10 500 Euro fürs „Schiller“

Das Gymnasium kann mit dem Geld interessante Projekte finanzieren.

Im neu gestalteten Raum, der „Schiller-Denkfabrik“ (von links): Bastian Schatz (Fachschaftsleiter Informatik), Dr. Anke Emminger (Schulleiterin des Schiller-Gymnasiums), Rainer Schmidt (Vorstandsmitglied der Hans-Viessmann-Technologie-Stiftung), Michaela Brückner-Reinisch (Fachschaftsleiterin Biologie) und Bettina Münzer (Fachschaftsleiterin Chemie).

HOF. Dank der großzügigen Unterstützung durch die Hans-Viessmann-Technologie-Stiftung (HVTS) sind zahlreiche Projekte am Schiller-Gymnasium in verschiedenen Fachbereichen überhaupt erst möglich. Die Stiftung hat dem größten Hofer Gymnasium nun 10500 Euro zukommen lassen; das Geld wird für Projekte verwendet. In der Biologie kommen die jüngsten Schüler bei den MINT-Minis im Themenbereich Mikroskopieren in den Genuss, mit modernsten Digitalmikroskopen aufgenommene Bilder per Wifi direkt auf ihre iPads zu spielen und dort bearbeiten zu können. 

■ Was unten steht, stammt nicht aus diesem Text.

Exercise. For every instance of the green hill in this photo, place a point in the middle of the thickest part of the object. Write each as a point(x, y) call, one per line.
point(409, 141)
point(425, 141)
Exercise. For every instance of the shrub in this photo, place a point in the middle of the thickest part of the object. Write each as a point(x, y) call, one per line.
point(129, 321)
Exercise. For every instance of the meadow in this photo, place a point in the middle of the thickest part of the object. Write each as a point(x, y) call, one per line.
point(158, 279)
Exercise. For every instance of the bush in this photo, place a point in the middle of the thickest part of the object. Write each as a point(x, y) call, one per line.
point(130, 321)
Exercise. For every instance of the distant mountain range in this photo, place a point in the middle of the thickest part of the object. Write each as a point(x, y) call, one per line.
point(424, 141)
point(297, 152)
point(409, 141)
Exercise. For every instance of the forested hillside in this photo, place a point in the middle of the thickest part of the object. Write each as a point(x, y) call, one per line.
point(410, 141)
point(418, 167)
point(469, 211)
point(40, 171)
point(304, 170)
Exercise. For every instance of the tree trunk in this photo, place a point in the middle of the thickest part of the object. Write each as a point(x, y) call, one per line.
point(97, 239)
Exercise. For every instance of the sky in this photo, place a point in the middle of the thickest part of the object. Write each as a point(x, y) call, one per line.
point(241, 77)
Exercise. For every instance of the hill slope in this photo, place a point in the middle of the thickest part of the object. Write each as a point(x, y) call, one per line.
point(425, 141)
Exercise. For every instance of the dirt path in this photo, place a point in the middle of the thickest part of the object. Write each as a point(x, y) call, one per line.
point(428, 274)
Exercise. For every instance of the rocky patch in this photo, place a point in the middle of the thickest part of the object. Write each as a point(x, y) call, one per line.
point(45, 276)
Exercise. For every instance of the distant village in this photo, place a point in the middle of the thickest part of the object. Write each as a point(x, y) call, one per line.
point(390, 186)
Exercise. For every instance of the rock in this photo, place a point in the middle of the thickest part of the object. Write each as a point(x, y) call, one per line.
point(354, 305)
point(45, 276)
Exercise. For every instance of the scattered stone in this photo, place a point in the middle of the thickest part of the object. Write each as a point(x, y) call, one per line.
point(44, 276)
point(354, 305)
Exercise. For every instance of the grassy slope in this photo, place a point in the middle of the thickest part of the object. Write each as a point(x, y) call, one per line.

In der Oberstufe ermöglichen die beiden modernen Spektroskope Schülerversuche im Bereich der Spektrometrie. Das Fach Chemie profitiert unter anderem durch die Anschaffung moderner Magnetrührer, die zuerst in den 10. Klassen im Themenbereich Protolyse-Reaktionen zum Einsatz kommen. Neue Spannungsquellen erleichtern die Elektrolyse von Salzlösungen und vermeiden den zukünftigen Einsatz von Batterien, was dem Charakter als zertifizierte Umweltschule gerecht wird. 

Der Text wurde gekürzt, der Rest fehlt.